An engaging probe into the recesses of the brain with extremely interesting findings. A quirky recounting of his brilliant research.
Dr Ramachandran delivers a very interesting book with several provoking ideas on exactly how we think, from a physical and neurological viewpoint.
I found the concept and explanatory powers of "mirror neurons" quite fascinating, and would very much be interested in seeing where future research leads in that area.
I also appreciated the Oliver Sacks-like case studies, where strange and weird mental phenomena and behavior was examined and (at least theoretical) explanations were offered.
The production quality is top-notch, save I think the narrator mispronounced two words -- very minor complaint, I know. The reading is otherwise flawless, and captures well both the excitement and thoroughness of Ramachandran's thoughts, as well as the bewilderment, confusion, and personality of the case subjects.
If you are interested in the inner workings of the brain, and what that might tells us in terms of examining mind and consciousness, I highly recommend this book!
? just what exactly do we know about how the brain works
? if we did know more, could we then understand ourselves better
? who'd be bright enough to both understand and explain all this
v.s. ramachandran is more than up to this monumental task
the explosion of new detailed brain studies provides his raw material
his near mythic status in the medical community provides his authority
years ago using only a mirror and a q-tip he unraveled "phantom pain"
this sad, untreatable condition had been recognized for centuries
it took someone of ramachandran's blazing insight to solve its' riddle
he clearly sees himself as flying at an altitude that others only dream of
a lack of confidence doesn't seem to be a problem he has ever had
but it takes that sort of hubris to tackle an issue this vast and significant
the anatomical nomenclature will probably over whelm some readers
the rapid pace of new discoveries means he'll need a new edition in a few years
this is a very exciting time in history to be an investigational neuroscientist
the most exciting sections of the book dealt with neuro-plasticity
? can nerves and nerve signals be repaired or rerouted
? can we contemplate therapy for diseases we once thought were untreatable
recent advances in neuro-imaging and function studies rival the discovery of DNA
we now have a window into that most human and complex of all organs
this book is a compelling first step in understanding this bold, new world
A really fascinating book, combining cognitive science with speculation about the nature of consciousness (and clearly differentiating between the two). The tone is rather pompous (and the reader doesn't help) but the real problem is that sentences and phrases get repeated verbatim throughout the book, making you wonder if you hit the wrong button on your iPod.

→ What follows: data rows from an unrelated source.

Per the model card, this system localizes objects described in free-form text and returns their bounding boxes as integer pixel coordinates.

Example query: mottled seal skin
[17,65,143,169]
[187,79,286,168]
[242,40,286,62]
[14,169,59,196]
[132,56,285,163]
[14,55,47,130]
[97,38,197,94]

This is a very interesting book, however, it relys heavily on pictures, even devoting 2 chapters to visual esthetics and the brain. Difficult to follow without easy access to the pictures. I'm on a kindle, which I guess doesn't support pictures in audible, although I get pictures in my text books.
I think it's sort of a rip-off to get the audio without the pictures. I've tried looking around in 'My Library' for the 'accompanying reference material' but I can't find it. I do like the content of the book and would recommend it as a text book. The narration is good.
Having heard of Ramachandran's work before reading this book, I had high expectations. Some of those were fulfilled, in hearing about synaesthesia and mirror neurons. However there is also a huge amount of plain discussion and even sheer speculation about art, beauty, and the evolution of human preferences. For example, he invents a list of principles of aesthetics, without reference to any artists or prior thinking on the subject. Overall there was enough science to make it interesting. The narration is a bit breathless, like listening to 777-FILM.